Mensen met een beperking zijn gemiddeld minder tevreden over hun woning dan mensen zonder een beperking. Dat blijkt uit de meldactie Wonen naar wens? van Ieder(in), Mind en de Patiëntenfederatie Nederland.
De lagere score komt doordat een deel niet zelf heeft kunnen kiezen voor de woning of woongroep. Er is dan voor ze gekozen door bijvoorbeeld de zorginstelling, een gemeentelijke instantie of een familielid.
Keuzevrijheid is een recht.
In het VN-verdrag Handicap – dat sinds 2016 in Nederland werkt– staat het recht op (zelfstandig) wonen beschreven. Volgens het verdrag moeten mensen met een beperking, zelf kunnen kiezen waar ze willen wonen en met wie. Uit de meldactie blijkt dat nog lang niet voor iedereen geldt. 16% heeft niet zelf voor de eigen woonruimte kunnen kiezen. Van de mensen die in zorginstellingen wonen, is dat zelfs 62%.
Zelfgekozen woning bevalt beter.
Daardoor zijn deze mensen vaak minder tevreden over de eigen woning en de woonomgeving. Liefst 34% is ontevreden met de woning. Bij de mensen die wel hebben kunnen kiezen, is dat rond de 10%.
Verhuizen
Mensen met een beperking willen dan ook vaker dan gemiddeld verhuizen. Men kan vaak niet verhuizen omdat er geen andere geschikte woningen zijn. Ook hogere kosten zijn een reden. En mensen zien op tegen alle moeite die een verhuizing kost.
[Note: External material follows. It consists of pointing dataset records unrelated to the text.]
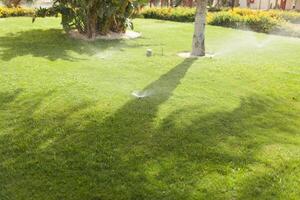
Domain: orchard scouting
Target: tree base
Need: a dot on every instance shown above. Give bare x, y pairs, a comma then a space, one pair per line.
110, 36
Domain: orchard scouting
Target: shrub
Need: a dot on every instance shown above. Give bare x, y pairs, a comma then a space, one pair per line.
260, 21
14, 12
253, 20
180, 14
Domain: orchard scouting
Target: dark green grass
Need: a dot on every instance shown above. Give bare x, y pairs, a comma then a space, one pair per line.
222, 128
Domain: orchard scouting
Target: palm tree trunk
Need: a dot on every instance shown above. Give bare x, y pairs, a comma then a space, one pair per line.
199, 32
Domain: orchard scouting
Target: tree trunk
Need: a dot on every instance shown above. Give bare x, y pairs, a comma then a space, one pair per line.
199, 32
91, 25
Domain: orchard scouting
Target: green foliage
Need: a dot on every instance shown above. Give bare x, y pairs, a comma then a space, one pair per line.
259, 21
179, 14
225, 128
92, 17
14, 12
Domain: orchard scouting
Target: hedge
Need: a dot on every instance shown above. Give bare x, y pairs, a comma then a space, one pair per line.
260, 21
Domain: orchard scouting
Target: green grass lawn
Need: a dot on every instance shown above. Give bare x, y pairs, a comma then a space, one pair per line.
221, 128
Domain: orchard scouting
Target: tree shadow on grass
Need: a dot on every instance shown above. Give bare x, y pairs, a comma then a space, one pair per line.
126, 156
53, 44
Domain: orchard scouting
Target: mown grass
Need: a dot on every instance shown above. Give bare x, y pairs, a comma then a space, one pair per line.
221, 128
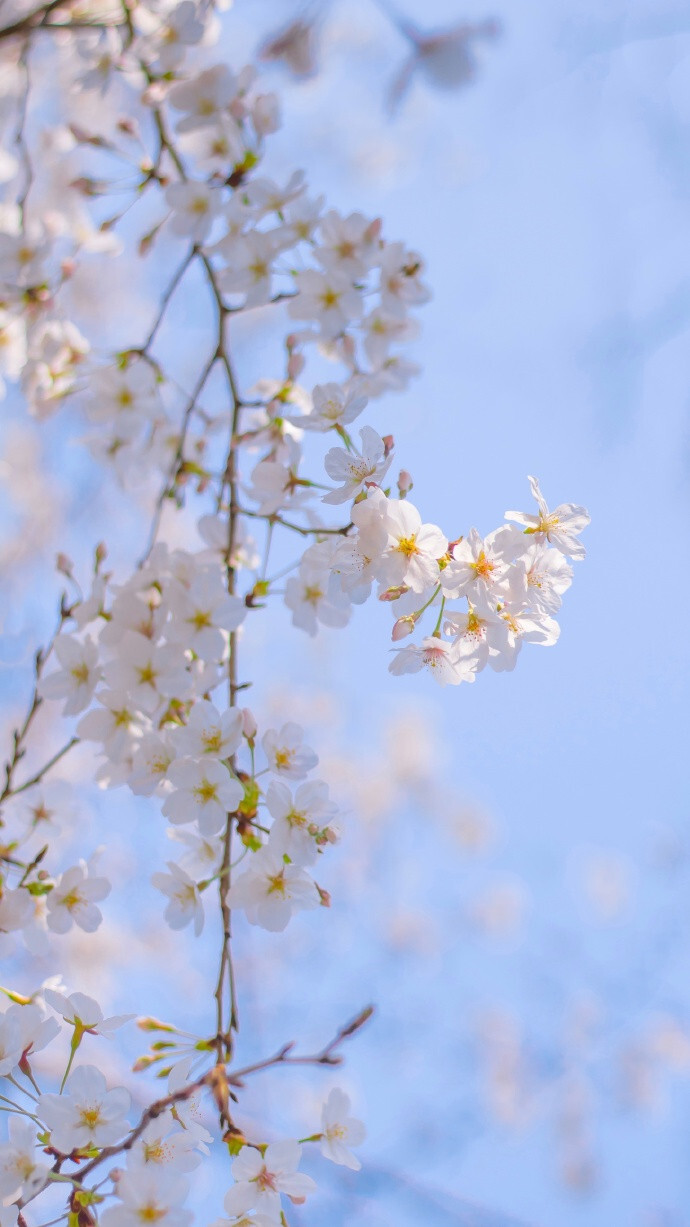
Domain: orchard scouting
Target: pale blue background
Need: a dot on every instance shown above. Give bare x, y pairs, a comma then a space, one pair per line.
550, 203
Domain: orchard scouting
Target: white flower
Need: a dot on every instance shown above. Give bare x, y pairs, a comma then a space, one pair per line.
21, 1174
184, 900
480, 567
194, 209
16, 909
73, 900
150, 675
440, 657
560, 528
269, 891
208, 733
84, 1012
316, 594
129, 392
203, 614
114, 724
400, 280
86, 1114
329, 298
204, 793
260, 1179
249, 265
548, 576
355, 469
333, 405
79, 676
480, 634
204, 97
348, 244
23, 1031
285, 752
414, 549
150, 765
340, 1130
301, 823
149, 1195
162, 1147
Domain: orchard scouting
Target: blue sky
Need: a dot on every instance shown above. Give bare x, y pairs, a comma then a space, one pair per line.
550, 203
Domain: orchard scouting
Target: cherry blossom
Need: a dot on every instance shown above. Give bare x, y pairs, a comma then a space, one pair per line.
340, 1130
86, 1114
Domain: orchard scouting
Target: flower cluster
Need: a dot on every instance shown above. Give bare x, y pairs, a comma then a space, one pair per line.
86, 1120
146, 665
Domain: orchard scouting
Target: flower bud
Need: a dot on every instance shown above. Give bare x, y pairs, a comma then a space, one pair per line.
295, 366
404, 482
403, 627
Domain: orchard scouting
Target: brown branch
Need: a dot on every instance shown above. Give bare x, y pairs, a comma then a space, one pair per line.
20, 734
325, 1057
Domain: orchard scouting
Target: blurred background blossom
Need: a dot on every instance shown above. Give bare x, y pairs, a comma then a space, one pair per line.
512, 886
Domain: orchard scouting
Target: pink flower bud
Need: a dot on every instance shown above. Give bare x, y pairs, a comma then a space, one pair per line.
404, 482
403, 627
295, 366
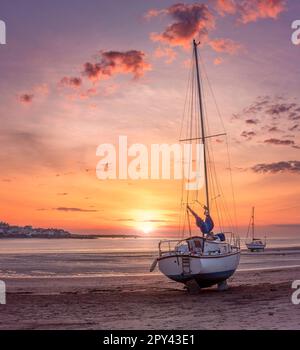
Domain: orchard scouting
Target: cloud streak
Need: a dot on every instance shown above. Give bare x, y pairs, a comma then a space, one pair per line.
251, 10
278, 167
116, 62
189, 21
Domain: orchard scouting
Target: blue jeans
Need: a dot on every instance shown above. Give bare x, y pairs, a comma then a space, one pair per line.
205, 226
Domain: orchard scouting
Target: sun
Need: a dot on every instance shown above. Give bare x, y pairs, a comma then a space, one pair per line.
146, 227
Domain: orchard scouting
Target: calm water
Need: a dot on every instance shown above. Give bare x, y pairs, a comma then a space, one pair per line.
106, 245
105, 257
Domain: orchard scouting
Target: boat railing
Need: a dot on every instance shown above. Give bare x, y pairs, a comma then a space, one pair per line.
234, 240
168, 246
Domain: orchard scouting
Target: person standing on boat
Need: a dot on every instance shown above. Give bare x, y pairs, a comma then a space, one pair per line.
207, 225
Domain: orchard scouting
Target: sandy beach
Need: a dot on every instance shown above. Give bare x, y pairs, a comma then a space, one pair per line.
78, 291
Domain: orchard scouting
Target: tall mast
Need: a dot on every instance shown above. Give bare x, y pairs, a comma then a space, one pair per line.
253, 223
203, 137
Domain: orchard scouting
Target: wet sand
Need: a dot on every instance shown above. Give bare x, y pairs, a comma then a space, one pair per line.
259, 296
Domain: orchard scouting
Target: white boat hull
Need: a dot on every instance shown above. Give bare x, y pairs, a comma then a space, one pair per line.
205, 270
255, 246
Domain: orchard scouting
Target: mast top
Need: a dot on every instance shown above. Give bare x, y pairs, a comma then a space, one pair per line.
202, 123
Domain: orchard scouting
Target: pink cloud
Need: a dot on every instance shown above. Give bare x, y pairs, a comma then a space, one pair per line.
26, 98
226, 7
225, 45
115, 62
218, 61
189, 21
72, 82
251, 10
165, 52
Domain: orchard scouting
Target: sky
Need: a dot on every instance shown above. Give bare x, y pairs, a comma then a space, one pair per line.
77, 74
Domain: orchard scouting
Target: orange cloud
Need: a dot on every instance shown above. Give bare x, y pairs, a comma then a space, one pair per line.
225, 45
189, 21
115, 62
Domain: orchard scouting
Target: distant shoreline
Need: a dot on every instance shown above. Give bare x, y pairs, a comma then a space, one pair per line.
72, 236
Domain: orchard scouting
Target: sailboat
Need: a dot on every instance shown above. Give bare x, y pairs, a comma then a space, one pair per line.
199, 260
256, 244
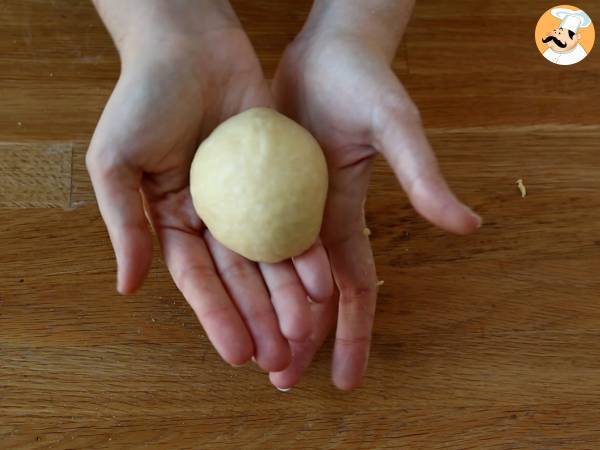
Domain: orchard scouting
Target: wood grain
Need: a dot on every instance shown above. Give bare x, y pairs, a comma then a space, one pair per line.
489, 341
Als mensen naar een woonomgeving verhuizen die echt passend is, levert dat veel op. Dit zegt bijvoorbeeld iemand die voor het eerst zelfstandig is gaan wonen: ‘Ik had eindelijk een plek voor mezelf, waarin ik zelf kon bepalen welke regels er waren’
Aanbevelingen.
Volgens het rapport moet de keuzevrijheid beter worden gerespecteerd. Zo zouden ook instellingen hun bewoners inspraak moeten geven in waar en met wie zij willen wonen. Verder pleiten de onderzoekers voor uitbreiding van het aanbod van geschikte woningen en woonvormen.